Whether your young adult is graduating high school, gearing up for a summer job or internship, or heading out in to the “real world,” their online presence will matter to whoever is hiring them. A national survey conducted by Harris Poll on behalf of CareerBuilder found that the majority of companies will look through social profiles when hiring—and will likely be more suspicious if they can’t find anything. In fact, more than 57 percent of employers are less likely to interview a candidate they can’t find online.
And we’ve seen that the risks of a careless post or reckless tweet can be costly: some 75 percent of colleges preview a student’s online behavior prior to considering them for acceptance.
So now that summer is upon us, young adults should take the time to review their social media profiles because future employers and schools are looking at them. Parents, take note. And maybe even pass this list on to your young adult.
Create Your Professional Brand
In the world of online reputation management, one of the first steps is owning your digital real estate and creating your brand - professionally.
This summer, take the time to secure your online presence. We know most teens and young adults are on platforms like Twitter, Instagram, and Facebook, but have you created a LinkedIn profile yet?
LinkedIn has opened their virtual doors to teens 16 years old and up. This is an amazing opportunity for young people to interact with potential colleges as well as open doors to internships at companies.
We're all guilty of having that one oops moment of possibly endorsing a questionable image or comment, or maybe posting a less-than-appropriate picture. Take the time to “backstalk” yourself on social media. Scroll through your old Facebook or Instagram posts and tweets and freely use your delete button or click un-like on some of your youthful indiscretions. Does your seventh grade obsessions reflect who you are today? Maybe there are photos that are overly sexual or show yourself drinking or partying that you may want to eliminate.
There's also no harm in removing friends’ comments that are distasteful.
Boost Your Bio
Since most young people will be transitioning from high school to either college or into the world of employment, it's time to be sure your email address is professional, (say goodbye to ChillinBeanz[at]yahoo.com). Create an address with your real name, such as john.doe[at]gmail.com.
Create a strong bio for yourself that describes your passion for your interests, your goals, and any accomplishments you have already.
Select a profile picture that is appropriate. Keep in mind that most profile pictures on sites like Facebook are public. One survey shared that employers are looking at Facebook profile pictures before deciding to who interview. Although this may not sound fair, it’s happening.
Once you've created your new bio, update all your social media pages.
Deal with Online Hate
Many young people today deal with cyberbullying and online harassment. Sadly, it's part of the landscape of social media. It's important to be empathic to those that are being harmed and choose to be the upstander by never forwarding or engaging in hateful memes or posts or reaching out to those that are struggling by letting them know you are there for them.

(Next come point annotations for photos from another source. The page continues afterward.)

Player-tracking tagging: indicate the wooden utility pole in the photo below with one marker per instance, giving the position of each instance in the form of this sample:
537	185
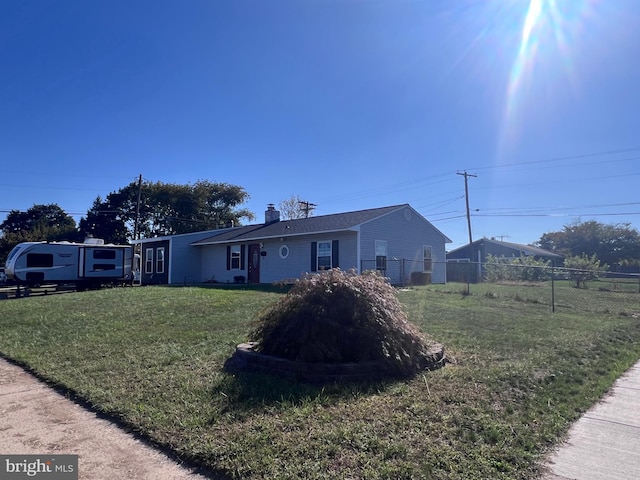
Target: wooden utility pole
135	223
466	196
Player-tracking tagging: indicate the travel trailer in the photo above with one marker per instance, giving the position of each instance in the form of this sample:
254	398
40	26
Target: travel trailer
88	265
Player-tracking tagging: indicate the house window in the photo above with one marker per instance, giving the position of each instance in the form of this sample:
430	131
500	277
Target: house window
324	255
148	260
235	257
381	255
160	260
428	259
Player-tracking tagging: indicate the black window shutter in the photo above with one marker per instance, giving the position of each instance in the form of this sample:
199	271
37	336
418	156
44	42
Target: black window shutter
314	256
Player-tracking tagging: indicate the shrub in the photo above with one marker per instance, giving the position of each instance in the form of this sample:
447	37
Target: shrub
582	268
340	317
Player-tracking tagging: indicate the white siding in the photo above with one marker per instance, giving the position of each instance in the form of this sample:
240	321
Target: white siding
406	234
273	268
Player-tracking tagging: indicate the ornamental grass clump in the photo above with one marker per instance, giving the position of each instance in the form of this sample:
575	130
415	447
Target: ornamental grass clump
342	317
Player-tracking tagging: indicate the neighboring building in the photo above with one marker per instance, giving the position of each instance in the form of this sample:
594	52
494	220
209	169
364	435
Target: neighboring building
396	240
478	252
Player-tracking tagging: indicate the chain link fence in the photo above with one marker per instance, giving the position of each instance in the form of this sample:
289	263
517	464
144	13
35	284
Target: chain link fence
402	271
558	287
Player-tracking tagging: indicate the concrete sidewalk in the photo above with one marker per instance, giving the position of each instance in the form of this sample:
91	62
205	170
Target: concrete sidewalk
37	420
605	442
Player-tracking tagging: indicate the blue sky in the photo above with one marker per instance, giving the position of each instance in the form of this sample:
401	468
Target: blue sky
349	104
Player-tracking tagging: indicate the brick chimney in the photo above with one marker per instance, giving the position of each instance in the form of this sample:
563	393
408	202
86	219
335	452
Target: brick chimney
271	215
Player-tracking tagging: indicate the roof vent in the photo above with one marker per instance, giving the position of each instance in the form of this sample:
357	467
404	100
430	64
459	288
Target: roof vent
271	215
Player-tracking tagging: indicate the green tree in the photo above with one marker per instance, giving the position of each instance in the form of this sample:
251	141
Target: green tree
38	223
165	209
582	268
615	244
104	220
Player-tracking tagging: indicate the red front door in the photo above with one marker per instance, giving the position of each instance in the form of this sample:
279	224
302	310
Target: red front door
254	263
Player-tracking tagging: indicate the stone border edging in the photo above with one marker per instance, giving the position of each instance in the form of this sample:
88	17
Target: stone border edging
246	358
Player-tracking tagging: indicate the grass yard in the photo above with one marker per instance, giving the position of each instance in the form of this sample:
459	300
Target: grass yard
153	358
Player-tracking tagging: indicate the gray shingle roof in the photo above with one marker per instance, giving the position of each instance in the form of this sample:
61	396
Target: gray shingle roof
527	249
303	226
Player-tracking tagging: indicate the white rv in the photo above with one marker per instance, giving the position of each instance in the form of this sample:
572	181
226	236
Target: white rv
88	264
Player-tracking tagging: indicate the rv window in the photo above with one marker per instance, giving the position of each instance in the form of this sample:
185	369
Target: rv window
39	260
103	266
104	254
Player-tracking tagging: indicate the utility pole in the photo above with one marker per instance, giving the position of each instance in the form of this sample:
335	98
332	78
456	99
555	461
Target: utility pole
471	256
135	223
466	196
307	207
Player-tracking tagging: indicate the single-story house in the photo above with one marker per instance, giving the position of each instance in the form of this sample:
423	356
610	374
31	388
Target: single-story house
171	259
480	250
395	240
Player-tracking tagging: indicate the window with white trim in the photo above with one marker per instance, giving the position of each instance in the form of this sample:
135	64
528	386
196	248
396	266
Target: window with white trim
324	255
160	260
235	257
427	258
148	260
381	255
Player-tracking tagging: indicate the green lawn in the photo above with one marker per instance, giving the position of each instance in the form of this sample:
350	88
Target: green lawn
153	358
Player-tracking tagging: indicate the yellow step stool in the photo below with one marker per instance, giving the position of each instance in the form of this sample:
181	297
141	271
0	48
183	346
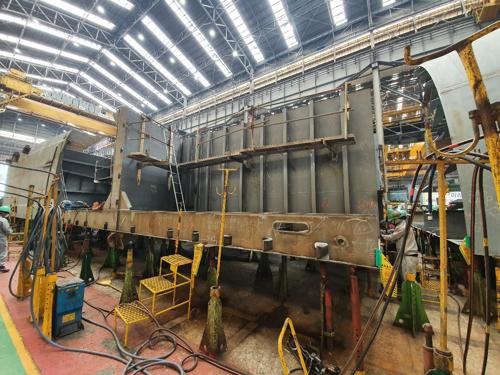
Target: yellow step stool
129	313
169	283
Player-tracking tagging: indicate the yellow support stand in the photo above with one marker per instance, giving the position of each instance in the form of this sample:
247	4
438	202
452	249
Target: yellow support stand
288	323
39	293
129	313
497	274
49	304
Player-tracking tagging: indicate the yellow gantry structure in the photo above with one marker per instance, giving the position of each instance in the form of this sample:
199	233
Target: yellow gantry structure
21	96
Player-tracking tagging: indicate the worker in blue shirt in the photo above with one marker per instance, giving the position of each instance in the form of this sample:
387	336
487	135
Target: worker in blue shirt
411	256
5	231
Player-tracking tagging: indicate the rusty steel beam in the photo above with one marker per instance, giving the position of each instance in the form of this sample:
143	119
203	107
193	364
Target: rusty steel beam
351	239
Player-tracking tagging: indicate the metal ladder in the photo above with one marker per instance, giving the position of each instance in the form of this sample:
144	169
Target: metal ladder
174	173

How you handle digital discourse will say a lot about who you are as a person. Your online behavior is a reflection of offline character.
Tell Your Story
Build your own website. This is a great way to showcase your interests, awards, community service involvement, movie, and book reviews and even poems or other writings you to have to share. Blogger through Gmail or Wordpress offer free simple blog sites to get you started on a blog, or you can also start a free website on sites like Wix.
Share these posts on all of your social platforms including LinkedIn. It's important to encourage and engage in comments on your blog. Your responses will give readers an insight to your knowledge and interests. It's an excellent way to impress college recruiters and potential employers.
As your young adult starts to navigate the professional world, it’s more important than ever to start refining their online reputation. For some young people, this might mean redefining themselves online.. While you can’t redefine your young adult’s online presence for them, you can encourage them, and even take a moment to polish your own social media while you’re at it.